Chez Public Health Solutions (PHS), nous condamnons fermement cette décision et sommes indignés par les attaques incessantes contre l'accès à l'avortement et aux soins de santé reproductive à travers tout le pays. Lorsque l'administration Trump a instauré une règle de silence visant à empêcher les bénéficiaires du programme fédéral de planning familial Title X, tels que PHS, de simplement discuter des options d'avortement avec leurs clientes, nous avons refusé ce financement qui nous aurait obligés à proposer des soins contraires à l'éthique et inadéquats. Cette dernière attaque contre l'accès à l'avortement fait fi de décennies de preuves scientifiques et crée un dangereux précédent pour l'ingérence idéologique dans la pratique de la médecine fondée sur la science à l'avenir. 

Une injonction visant l’utilisation de la mifépristone, qui doit entrer en vigueur le vendredi14 avril, a non seulement des répercussions sur des millions de personnes à travers le pays, mais touche également de manière disproportionnée nos populations les plus défavorisées – les personnes noires, autochtones et d’autres personnes de couleur, les immigrés, les personnes LGBTQ+, ainsi que celles qui ne sont pas assurées, sans papiers et disposant de peu de ressources – et met en évidence la politisation croissante du pouvoir judiciaire ainsi qu’une dangereuse dérive vers la politisation de la médecine. Peu après la décision Kacsmaryk, un juge fédéral de Washington a rendu une injonction contradictoire empêchant la FDA d’apporter la moindre modification au statut de la mifépristone dans 17 États et dans le district de Columbia.
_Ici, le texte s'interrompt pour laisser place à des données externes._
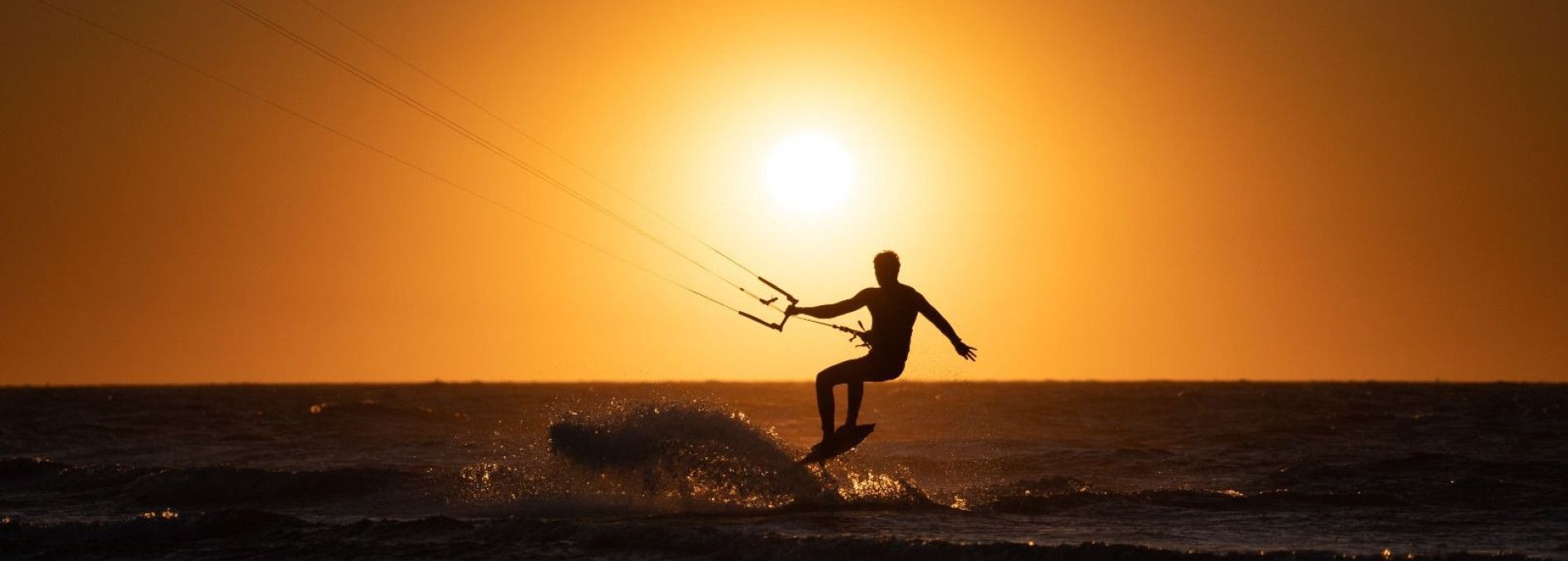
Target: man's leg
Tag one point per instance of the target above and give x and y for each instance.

Nous reconnaissons que la FDA ne peut se conformer aux deux décisions et prévoyons que la Cour suprême devra se prononcer pour rendre une décision définitive. 
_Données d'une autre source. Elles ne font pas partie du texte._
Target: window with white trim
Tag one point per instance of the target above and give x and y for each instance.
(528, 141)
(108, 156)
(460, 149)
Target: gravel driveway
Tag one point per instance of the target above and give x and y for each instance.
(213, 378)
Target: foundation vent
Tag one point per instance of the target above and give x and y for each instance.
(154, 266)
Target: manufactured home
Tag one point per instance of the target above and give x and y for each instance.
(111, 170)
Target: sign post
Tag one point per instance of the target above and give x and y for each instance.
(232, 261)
PHS soutient pleinement l'appel interjeté par le ministère de la Justice contre la décision rendue au Texas et, pour l'instant, la mifépristone reste accessible. « Si la mifépristone venait à être retirée du marché, PHS est prêt à adapter son protocole clinique afin de continuer à proposer des avortements médicamenteux et à répondre aux besoins de nos patientes en matière de santé sexuelle et reproductive. Cependant, personne ne devrait voir ses choix en matière de soins de santé et d’avortement déterminés par des décisions politiques. Nous ne resterons pas silencieux face à une décision politique qui porte préjudice à nos communautés et tente de les contrôler », a déclaré le Dr April Lockley, directrice médicale de PHS.  

En s'appuyant sur notre large gamme de services, tels que le conseil en matière de contraception, le dépistage des IST, les tests de grossesse et l'orientation vers des soins de santé, PHS mettra tout en œuvre pour garantir que nos patients puissent bénéficier des soins dont ils ont besoin, quand ils en ont besoin. Nous nous engageons à fournir des services de qualité en matière de santé sexuelle et reproductive (SSR), centrés sur le patient, et nous dispensons des soins de SSR dans les communautés à faibles revenus depuis plus de cinquante ans. Nous sommes bénéficiaires du programme fédéral de planning familial Title X depuis près de 40 ans et soutenons les capacités d'autres prestataires cliniques de SSR depuis près d'une décennie. Nous espérons qu'en maintenant notre engagement envers tous les aspects des soins de santé sexuelle et reproductive, nous pourrons continuer à servir de système de soutien essentiel pour nos patients.  

En fin de compte, nous continuerons à défendre des soins de santé fondés sur des données probantes et à lutter pour le droit de nos patientes à choisir, tout en leur fournissant toutes les ressources dont elles ont besoin pour prendre les meilleures décisions pour leur santé. Nous restons déterminés à offrir toute la gamme des services de santé sexuelle dont nos communautés ont besoin, d’une manière qui renforce l’autonomie reproductive et la justice reproductive. L’avortement relève des soins de santé, et les soins de santé sont un droit pour tous. Nous avons déjà surmonté des obstacles aux soins d'avortement, et nous n'avons pas l'intention de baisser les bras de sitôt.